It seems bizarre looking back, but when I was choosing my five universities, York was my fifth. I’d filled up my other four options and added York at the bottom simply because I needed another. But after doing a little more research, I discovered that English at York was ranked 2nd in the UK by the Sunday Times and that their course content was greater in variety than anywhere else I’d looked. So, to avoid missing out, I booked to visit York for a Post Offer Visit Day.
Exploring the city
Rather than visiting with my parents, I came up with two of my friends from home who were also applying for English. I’d recommend doing this if you have the option, as I found my impressions of the university were less coloured by my parents’ opinions this way. Plus, I didn’t have to deal with my dad falling asleep during another sample lecture…
It also gave us the opportunity to explore the city at our own leisure, wandering between a few pubs in the evening and checking out cool cafes in the morning. When you’re looking at universities, it’s easy to get caught up in course content and other specifics. Obviously, your course is very important as it’s what you’re paying over nine grand a year for. But it’s just as important that you feel at home wherever you’re living. Leaving home can be a tough time and choosing somewhere that you’ll feel comfortable can make the transition easier. So, whenever you visit a new university, try and imagine yourself there in a year’s time.
York is such a beautiful place, and I found it had a similar feel to my hometown, Shrewsbury. Even though the campus is separate from the city, it’s only a half-hour walk or a quick bus ride away. This really appealed to me, as I didn’t want to feel like I was stuck on campus.
On to the university
The day began with a welcome talk from various staff within the department. This introduced the structure of the course, with examples of some modules which the department had run in the past. Part of what makes York’s English course so unique is that it doesn’t limit your studies to obviously ‘English’ texts. You won’t be made to read Shakespeare’s entire folio but will instead be offered the chance to read a variety of texts from different cultures. In my first year, I studied everything from Ancient Greek plays to Latin American poetry. What really captured me in the welcome talk was the enthusiasm with which Dr Kenneth Clarke spoke about Dante and Seamus Heaney – I knew I wouldn’t be zoning out in lectures with such enthusiastic teachers.

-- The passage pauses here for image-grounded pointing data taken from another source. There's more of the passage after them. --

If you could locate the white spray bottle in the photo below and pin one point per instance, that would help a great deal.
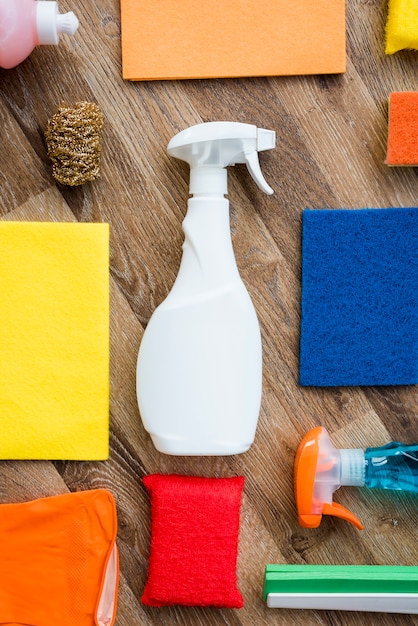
(199, 366)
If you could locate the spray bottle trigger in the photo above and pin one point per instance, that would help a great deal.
(253, 166)
(340, 511)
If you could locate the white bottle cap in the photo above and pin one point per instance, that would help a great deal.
(352, 467)
(50, 23)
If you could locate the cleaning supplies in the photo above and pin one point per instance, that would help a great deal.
(26, 24)
(378, 588)
(359, 297)
(401, 26)
(59, 560)
(200, 363)
(54, 341)
(402, 143)
(320, 470)
(73, 139)
(195, 525)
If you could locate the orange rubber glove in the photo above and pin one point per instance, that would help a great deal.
(59, 561)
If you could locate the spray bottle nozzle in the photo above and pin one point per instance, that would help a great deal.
(211, 147)
(320, 470)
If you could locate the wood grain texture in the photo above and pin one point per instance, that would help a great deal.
(331, 143)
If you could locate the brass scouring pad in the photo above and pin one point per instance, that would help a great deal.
(73, 140)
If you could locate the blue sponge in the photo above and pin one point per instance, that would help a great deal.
(359, 323)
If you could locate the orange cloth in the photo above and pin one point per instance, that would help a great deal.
(402, 146)
(58, 561)
(162, 39)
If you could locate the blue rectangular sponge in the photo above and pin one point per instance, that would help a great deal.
(359, 309)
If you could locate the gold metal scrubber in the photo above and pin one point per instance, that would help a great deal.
(73, 139)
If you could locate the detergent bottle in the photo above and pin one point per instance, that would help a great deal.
(25, 24)
(320, 469)
(199, 365)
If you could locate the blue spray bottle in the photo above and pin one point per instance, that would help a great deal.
(320, 469)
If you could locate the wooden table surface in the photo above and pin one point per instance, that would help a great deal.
(331, 143)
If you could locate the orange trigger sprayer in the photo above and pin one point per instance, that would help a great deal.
(317, 476)
(320, 469)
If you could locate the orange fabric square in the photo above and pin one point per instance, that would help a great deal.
(402, 146)
(162, 39)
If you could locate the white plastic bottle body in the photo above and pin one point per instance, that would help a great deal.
(199, 373)
(18, 36)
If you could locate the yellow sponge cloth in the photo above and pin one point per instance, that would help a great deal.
(402, 26)
(54, 341)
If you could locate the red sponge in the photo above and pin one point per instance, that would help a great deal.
(194, 541)
(403, 129)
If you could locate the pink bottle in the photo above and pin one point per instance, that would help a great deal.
(25, 24)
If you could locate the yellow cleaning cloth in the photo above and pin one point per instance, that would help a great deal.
(54, 341)
(402, 26)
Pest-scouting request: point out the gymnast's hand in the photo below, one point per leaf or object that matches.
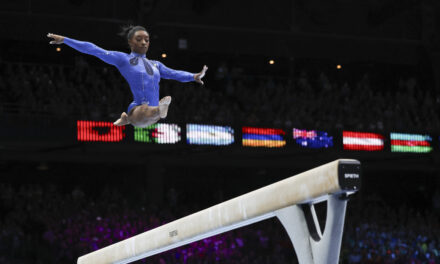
(198, 76)
(57, 39)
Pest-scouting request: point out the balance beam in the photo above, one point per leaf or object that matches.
(337, 178)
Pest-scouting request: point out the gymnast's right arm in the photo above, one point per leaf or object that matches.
(111, 57)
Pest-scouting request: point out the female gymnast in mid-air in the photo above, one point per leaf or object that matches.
(143, 75)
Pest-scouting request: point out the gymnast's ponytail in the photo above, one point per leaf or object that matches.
(129, 30)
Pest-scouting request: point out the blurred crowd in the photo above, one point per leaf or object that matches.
(47, 223)
(308, 99)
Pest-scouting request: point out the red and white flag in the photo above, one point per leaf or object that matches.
(362, 141)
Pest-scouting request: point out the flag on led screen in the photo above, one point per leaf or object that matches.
(158, 133)
(263, 137)
(99, 131)
(312, 138)
(362, 141)
(410, 143)
(209, 135)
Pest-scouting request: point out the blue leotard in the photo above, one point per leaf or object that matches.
(145, 87)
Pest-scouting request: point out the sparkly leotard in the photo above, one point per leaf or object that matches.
(142, 75)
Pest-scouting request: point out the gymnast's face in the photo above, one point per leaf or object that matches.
(140, 42)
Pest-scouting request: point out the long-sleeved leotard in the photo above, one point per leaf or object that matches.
(142, 75)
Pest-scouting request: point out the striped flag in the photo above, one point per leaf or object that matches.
(263, 137)
(312, 138)
(362, 141)
(158, 133)
(99, 131)
(410, 143)
(209, 135)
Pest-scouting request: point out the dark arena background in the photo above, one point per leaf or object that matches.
(291, 85)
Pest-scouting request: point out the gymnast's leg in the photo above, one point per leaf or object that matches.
(144, 115)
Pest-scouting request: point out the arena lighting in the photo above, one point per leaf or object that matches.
(362, 141)
(414, 143)
(99, 131)
(263, 137)
(158, 133)
(290, 200)
(312, 138)
(209, 135)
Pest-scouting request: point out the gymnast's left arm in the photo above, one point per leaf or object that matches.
(181, 76)
(111, 57)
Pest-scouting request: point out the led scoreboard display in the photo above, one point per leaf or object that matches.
(214, 135)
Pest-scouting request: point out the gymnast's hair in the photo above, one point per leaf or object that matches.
(128, 31)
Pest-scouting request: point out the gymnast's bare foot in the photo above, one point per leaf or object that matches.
(164, 103)
(122, 121)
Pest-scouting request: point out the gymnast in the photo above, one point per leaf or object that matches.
(143, 75)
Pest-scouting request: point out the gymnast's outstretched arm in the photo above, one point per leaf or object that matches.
(181, 76)
(115, 58)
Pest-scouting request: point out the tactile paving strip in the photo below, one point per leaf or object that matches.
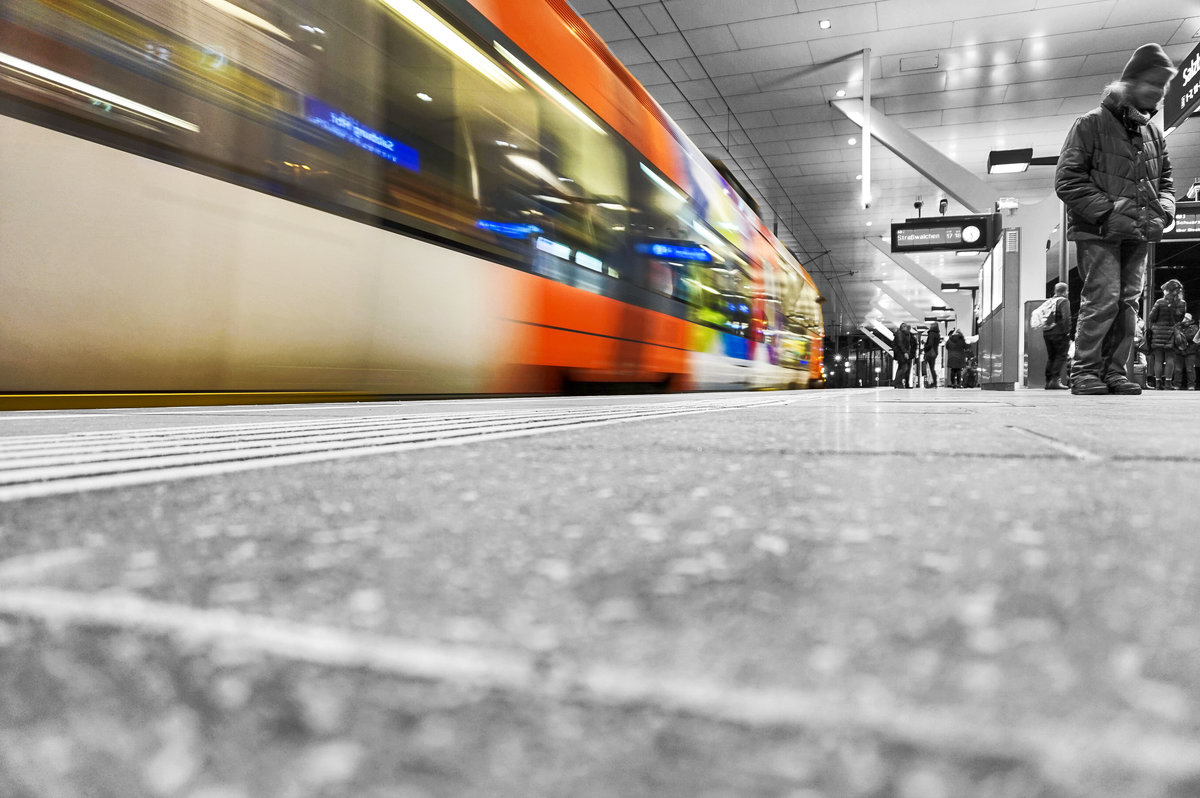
(48, 465)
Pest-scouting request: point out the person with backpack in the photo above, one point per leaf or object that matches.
(929, 353)
(1186, 349)
(1057, 333)
(1167, 312)
(904, 349)
(957, 355)
(1115, 178)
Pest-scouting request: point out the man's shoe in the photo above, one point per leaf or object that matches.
(1125, 388)
(1089, 385)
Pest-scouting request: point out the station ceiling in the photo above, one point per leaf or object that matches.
(751, 82)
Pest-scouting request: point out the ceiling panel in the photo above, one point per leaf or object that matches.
(1014, 73)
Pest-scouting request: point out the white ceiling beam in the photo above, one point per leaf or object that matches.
(945, 173)
(901, 300)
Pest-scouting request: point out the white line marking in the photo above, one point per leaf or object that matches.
(1078, 453)
(31, 568)
(166, 465)
(1059, 749)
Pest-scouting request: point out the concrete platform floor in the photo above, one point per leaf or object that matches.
(862, 593)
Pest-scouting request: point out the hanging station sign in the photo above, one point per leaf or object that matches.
(946, 233)
(1187, 223)
(1182, 93)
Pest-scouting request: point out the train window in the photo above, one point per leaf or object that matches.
(387, 108)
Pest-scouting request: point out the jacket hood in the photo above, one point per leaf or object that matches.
(1114, 99)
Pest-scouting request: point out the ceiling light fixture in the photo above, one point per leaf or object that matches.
(1009, 161)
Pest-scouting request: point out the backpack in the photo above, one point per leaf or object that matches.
(1043, 315)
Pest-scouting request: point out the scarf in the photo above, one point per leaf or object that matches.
(1115, 97)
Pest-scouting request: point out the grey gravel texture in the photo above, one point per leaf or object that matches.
(877, 594)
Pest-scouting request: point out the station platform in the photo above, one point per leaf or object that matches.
(841, 593)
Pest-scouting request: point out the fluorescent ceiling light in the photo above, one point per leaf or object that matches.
(238, 12)
(555, 94)
(1009, 161)
(534, 167)
(453, 41)
(94, 93)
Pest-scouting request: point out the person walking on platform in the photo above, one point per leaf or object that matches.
(1164, 316)
(955, 355)
(1186, 349)
(1115, 179)
(904, 349)
(1056, 335)
(929, 359)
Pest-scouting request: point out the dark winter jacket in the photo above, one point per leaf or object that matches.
(1114, 175)
(957, 351)
(905, 345)
(1060, 321)
(1163, 318)
(933, 340)
(1189, 335)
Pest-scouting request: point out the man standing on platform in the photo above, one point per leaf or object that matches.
(1115, 179)
(1057, 335)
(904, 349)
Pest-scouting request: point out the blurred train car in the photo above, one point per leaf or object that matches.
(366, 198)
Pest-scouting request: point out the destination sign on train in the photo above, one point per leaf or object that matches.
(946, 233)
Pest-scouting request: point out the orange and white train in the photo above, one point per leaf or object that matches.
(364, 198)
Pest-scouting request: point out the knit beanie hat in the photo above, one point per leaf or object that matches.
(1146, 58)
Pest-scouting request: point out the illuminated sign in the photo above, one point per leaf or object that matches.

Afterwards, we had a third-year student take us on a campus tour. I will admit, I don’t think York’s brutalist architecture is universally appealing. But the lake is gorgeous, and there are green spaces everywhere. I loved the fact that the library was open 24/7, as this would mean I could escape from being stuck working in my room. This proved to be very important, given the large volume of solo reading you must do as an English student.
Next, we returned to the English Department for tea, cake and a chat with the department staff. This was very informal, so we felt like we could ask any questions, big or small.
I left York after the Post Offer Visit Day feeling much more positive than I had expected to feel. My ‘random’ fifth choice had far surpassed any of my other options. Now that I’m in my second year, I’m only enjoying the course more and more as time goes on.